On May 8, 2026, Hasura experienced a service disruption affecting Hasura Cloud, DDN, and PromptQL platforms. The incident lasted approximately 50 minutes, during which customers were unable to access services (data plane APIs) hosted on the hasura.app domain.
Timeline (UTC)
14:18: First customer reports of connectivity issues
14:25: Internal alerts triggered and incident response team assembled
14:52: Root cause identified as DNS resolution failure
15:02: Issue resolved, services recovering
15:30: Full service restoration confirmed
Impact
Duration: ~50 minutes
Affected Services: All services on the hasura.app domain (Hasura Cloud, DDN, PromptQL) these are typical project/data plane endpoints
Customer Impact: Customers experienced "host not found" or connection errors when accessing their projects
Data planes / projects with custom domains were not implacted
Root Cause
The incident was caused by a DNS configuration issue affecting the hasura.app domain.
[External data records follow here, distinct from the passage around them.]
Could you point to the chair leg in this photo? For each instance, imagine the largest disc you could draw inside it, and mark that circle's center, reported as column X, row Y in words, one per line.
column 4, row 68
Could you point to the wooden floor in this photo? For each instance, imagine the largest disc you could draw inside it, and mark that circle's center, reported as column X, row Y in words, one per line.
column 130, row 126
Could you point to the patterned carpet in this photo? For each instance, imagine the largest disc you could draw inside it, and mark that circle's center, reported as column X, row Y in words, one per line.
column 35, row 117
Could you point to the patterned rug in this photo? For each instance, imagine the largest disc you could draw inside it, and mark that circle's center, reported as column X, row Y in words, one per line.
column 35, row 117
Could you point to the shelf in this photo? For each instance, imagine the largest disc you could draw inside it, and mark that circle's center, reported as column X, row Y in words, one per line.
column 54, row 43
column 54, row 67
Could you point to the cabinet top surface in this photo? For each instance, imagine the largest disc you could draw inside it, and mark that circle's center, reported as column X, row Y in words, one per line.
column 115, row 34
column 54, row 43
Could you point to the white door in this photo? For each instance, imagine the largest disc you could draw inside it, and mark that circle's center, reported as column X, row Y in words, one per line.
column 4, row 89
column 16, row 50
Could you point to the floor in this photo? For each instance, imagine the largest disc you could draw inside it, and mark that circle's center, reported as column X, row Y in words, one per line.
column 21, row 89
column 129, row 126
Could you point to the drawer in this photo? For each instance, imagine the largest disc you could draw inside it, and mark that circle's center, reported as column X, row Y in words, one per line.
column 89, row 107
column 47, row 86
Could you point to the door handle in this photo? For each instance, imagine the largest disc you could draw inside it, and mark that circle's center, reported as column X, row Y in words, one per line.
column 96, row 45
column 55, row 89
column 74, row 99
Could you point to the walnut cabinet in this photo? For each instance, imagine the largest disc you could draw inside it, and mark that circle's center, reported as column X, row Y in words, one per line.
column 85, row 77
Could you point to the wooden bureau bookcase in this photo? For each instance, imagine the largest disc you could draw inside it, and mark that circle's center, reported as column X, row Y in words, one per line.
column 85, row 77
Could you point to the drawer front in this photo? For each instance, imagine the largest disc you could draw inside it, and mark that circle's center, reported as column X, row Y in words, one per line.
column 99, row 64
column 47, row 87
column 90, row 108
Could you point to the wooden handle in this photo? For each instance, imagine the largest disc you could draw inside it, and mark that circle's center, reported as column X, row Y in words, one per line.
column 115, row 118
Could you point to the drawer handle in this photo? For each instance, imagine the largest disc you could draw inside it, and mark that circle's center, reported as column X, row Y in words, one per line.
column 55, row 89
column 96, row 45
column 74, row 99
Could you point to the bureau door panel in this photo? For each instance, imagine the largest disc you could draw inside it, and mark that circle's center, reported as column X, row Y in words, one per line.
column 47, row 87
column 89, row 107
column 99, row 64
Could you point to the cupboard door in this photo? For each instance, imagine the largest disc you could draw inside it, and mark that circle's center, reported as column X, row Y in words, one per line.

The domain's nameserver delegation was temporarily disrupted, which prevented DNS resolvers from locating Hasura services. This resulted in DNS resolution failures for all subdomains under hasura.app.
Resolution
The DNS configuration was corrected and nameserver delegation was restored. Due to DNS caching behavior across the internet, some customers experienced a gradual recovery as DNS caches refreshed with the correct records.
Corrective Actions
To prevent similar incidents in the future, we are implementing the following measures:
1. Domain Monitoring: Implementing automated monitoring and alerting for all critical domain configurations
2. DNS Infrastructure Redundancy: Improving redundancy of DNS providers for critical production domains
3. Redundant Notifications: Establishing multiple notification channels for domain-related events
4. Regular Audits: Quarterly review of all production domain configurations
5. Using multiple domains: We'll spread our workloads across multiple domains for different systems.
---
We sincerely apologize for the disruption this caused to your operations. We are committed to maintaining the reliability our customers depend on, and we are taking concrete steps to ensure this type of incident does not recur.